Analyst Ratings January 23, 2026

RBC Capital Downgrades Abbott Labs Price Target Despite Maintaining Outperform Rating

Abbott Labs Faces Revenue Misses and Market Pressure While Maintaining Solid EPS Growth and Dividend History

By Jordan Park ABT
RBC Capital Downgrades Abbott Labs Price Target Despite Maintaining Outperform Rating
ABT

RBC Capital has reduced its price objective for Abbott Labs to $135 from $147 following the company's fourth-quarter 2025 earnings, which disappointed revenue forecasts across all business segments. Despite a notable recent decline in share price and lowered revenue guidance for 2026, Abbott continues to project double-digit earnings per share growth and uphold a longstanding dividend track record, supporting RBC's Outperform rating on the stock.

Key Points

  • Abbott Labs' stock price target was reduced by RBC Capital from $147 to $135 following fourth-quarter 2025 results.
  • The company missed revenue expectations in all segments, notably the Nutrition division, leading to notable downward price target adjustments by several analysts.
  • Despite revenue challenges, Abbott maintained double-digit EPS growth and projects continued profitability along with a strong dividend history supporting investor confidence.

RBC Capital has revised its price target for Abbott Laboratories (NYSE: ABT) downward to $135 from its previous level of $147, while retaining an Outperform rating on the stock. Presently, Abbott shares trade at $108.61, implying an approximate 26% potential gain relative to the new analyst consensus price target.

The decision comes on the heels of Abbott’s fourth-quarter results for 2025, which led to an 8% drop in the stock price during intraday trading. Over the past week, the share value has declined by 10.8%, hovering near its 52-week low of $105.78. The earnings report revealed that the company fell short of revenue expectations across every segment, a consequence of a mix of broader market influences and company-specific issues.

RBC Capital analyst Shagun Singh described these challenges as "transitory" but cautioned they are expected to persist into the first half of 2026. Abbott’s forecast for 2026 anticipates organic revenue growth between 6.5% and 7.5% year-over-year, which is beneath both analyst expectations and the company’s historic outlook for consistent high single-digit expansion.

Notwithstanding these obstacles, Abbott achieved double-digit growth in earnings per share (EPS) during 2025 and aims to sustain similar performance levels throughout 2026. However, the revenue guidance for 2026 is lower than the company’s typical long-term objective of 8% to 10% annual growth. Abbott reported a diluted EPS of $3.72 over the last twelve months and projects $5.71 for fiscal 2026.

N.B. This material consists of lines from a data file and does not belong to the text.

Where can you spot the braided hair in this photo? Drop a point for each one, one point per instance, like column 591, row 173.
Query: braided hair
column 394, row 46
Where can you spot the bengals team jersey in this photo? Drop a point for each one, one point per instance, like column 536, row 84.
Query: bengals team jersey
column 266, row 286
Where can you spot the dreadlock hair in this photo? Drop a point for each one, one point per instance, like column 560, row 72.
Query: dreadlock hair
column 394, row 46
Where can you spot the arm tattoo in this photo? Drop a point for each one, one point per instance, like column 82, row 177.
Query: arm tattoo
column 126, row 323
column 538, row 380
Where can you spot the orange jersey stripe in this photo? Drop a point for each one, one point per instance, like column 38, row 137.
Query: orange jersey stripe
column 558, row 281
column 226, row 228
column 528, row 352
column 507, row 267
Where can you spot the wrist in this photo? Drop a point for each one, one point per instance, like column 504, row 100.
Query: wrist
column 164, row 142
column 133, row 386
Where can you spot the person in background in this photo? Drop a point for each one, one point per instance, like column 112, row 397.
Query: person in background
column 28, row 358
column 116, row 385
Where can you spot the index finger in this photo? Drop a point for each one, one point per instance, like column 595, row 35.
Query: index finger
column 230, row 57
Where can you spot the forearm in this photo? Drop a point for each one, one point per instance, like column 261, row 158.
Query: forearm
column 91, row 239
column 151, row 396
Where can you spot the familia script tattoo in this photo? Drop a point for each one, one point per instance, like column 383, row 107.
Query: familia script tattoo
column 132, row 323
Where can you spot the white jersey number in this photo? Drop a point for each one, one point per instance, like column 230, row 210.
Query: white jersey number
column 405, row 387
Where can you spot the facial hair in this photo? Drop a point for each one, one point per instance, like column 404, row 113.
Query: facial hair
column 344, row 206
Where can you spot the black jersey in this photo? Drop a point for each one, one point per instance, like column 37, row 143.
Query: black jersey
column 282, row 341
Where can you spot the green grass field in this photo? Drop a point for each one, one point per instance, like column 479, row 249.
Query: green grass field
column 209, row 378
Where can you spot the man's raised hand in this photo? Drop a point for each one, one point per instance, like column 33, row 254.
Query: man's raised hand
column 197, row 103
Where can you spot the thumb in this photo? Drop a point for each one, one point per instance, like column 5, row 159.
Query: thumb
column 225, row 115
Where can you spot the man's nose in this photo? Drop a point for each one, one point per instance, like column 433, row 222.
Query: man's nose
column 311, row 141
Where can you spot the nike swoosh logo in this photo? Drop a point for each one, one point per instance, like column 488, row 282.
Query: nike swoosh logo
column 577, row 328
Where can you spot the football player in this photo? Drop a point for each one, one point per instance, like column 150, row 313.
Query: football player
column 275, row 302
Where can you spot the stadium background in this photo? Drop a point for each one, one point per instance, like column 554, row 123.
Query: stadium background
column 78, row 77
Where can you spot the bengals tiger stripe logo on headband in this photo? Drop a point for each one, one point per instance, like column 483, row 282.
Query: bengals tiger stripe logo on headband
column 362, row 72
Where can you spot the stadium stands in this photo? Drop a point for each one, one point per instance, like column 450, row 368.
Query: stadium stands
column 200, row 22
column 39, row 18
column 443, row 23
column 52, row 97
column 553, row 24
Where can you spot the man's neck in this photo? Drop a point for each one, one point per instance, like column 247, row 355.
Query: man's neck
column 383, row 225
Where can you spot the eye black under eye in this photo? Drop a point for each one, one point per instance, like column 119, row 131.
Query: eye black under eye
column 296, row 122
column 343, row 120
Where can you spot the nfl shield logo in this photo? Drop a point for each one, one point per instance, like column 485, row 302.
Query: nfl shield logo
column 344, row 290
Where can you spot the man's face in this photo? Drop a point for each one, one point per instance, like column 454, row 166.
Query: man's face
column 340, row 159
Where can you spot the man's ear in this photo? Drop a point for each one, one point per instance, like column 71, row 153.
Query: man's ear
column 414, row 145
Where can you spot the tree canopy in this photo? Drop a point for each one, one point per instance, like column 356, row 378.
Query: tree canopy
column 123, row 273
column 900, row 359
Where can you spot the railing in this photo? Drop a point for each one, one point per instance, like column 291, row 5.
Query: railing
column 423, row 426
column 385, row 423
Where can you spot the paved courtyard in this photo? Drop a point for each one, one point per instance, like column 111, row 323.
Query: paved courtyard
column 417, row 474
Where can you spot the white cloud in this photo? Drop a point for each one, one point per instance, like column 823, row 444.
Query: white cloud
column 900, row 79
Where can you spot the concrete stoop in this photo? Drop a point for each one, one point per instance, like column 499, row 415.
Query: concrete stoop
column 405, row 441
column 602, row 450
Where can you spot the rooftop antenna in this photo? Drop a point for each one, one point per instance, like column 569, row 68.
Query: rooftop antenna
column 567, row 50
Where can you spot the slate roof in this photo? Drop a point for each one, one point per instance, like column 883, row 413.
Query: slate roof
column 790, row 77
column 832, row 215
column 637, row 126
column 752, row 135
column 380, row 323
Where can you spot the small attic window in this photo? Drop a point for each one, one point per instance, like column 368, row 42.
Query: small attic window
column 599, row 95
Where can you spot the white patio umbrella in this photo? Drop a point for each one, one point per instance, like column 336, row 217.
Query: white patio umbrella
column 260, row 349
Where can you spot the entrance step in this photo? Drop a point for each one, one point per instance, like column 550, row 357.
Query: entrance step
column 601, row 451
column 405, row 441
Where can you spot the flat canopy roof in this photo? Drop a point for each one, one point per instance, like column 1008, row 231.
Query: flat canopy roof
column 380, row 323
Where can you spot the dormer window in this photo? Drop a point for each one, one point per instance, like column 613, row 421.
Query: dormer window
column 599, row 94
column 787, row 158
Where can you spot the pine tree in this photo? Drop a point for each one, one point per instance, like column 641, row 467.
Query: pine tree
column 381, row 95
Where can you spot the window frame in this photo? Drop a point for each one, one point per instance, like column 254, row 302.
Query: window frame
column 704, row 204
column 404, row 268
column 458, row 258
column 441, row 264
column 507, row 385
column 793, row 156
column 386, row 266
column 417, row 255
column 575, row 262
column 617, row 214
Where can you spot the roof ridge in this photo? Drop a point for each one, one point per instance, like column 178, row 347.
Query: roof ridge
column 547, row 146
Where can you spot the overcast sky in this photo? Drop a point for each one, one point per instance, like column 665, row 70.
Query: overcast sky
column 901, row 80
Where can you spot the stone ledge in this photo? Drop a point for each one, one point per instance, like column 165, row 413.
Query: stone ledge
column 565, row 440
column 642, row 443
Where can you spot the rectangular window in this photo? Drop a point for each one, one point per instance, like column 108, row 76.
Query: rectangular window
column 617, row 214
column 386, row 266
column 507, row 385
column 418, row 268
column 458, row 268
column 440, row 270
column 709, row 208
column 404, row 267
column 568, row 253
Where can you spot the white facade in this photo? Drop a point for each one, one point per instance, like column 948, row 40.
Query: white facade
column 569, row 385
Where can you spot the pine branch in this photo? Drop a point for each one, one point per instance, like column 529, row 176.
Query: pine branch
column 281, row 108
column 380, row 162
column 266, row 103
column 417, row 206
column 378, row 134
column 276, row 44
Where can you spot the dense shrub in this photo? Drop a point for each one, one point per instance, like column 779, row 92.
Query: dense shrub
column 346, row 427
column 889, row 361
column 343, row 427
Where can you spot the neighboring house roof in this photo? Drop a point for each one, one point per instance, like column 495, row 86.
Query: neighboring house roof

Despite expressing disappointment with Abbott’s recent results, RBC Capital retains confidence in the company’s long-term growth trajectory, which underpins the continued Outperform rating. InvestingPro data suggests that Abbott is modestly undervalued at its current price, supported by its robust dividend profile featuring 56 consecutive years of dividend payments and 12 straight years of dividend increases. The current dividend yield stands at 2.32%.

Additional insights from Abbott’s fourth-quarter financials reveal a revenue total of $11.46 billion, marking organic growth of 3.0% year-over-year but falling short of the $11.8 billion consensus estimate. The Nutrition segment significantly contributed to the revenue miss, generating $1.94 billion in sales versus the expected $2.2 billion. In response to these challenges, several firms revised their price targets for Abbott:

  • Piper Sandler aligned with RBC’s $135 target
  • Oppenheimer set their price target at $132
  • Wells Fargo lowered its outlook to $122 citing difficulties in the nutrition business
  • Raymond James adjusted its target to $130
  • Jefferies lowered its price target to $145 but maintained a Buy rating

These downward revisions underscore persistent difficulties primarily within Abbott’s Nutrition segment, influencing analyst sentiment across the board.

Risks

  • Revenue and growth challenges persist, especially within the Nutrition segment, potentially impacting Abbott’s near-term financial performance.
  • Abbott’s revenue guidance for 2026 is below long-term growth targets, indicating potential constraints on topline expansion.
  • Market and company-specific factors continue to exert pressure on Abbott’s share price, as seen in recent declines to near 52-week lows.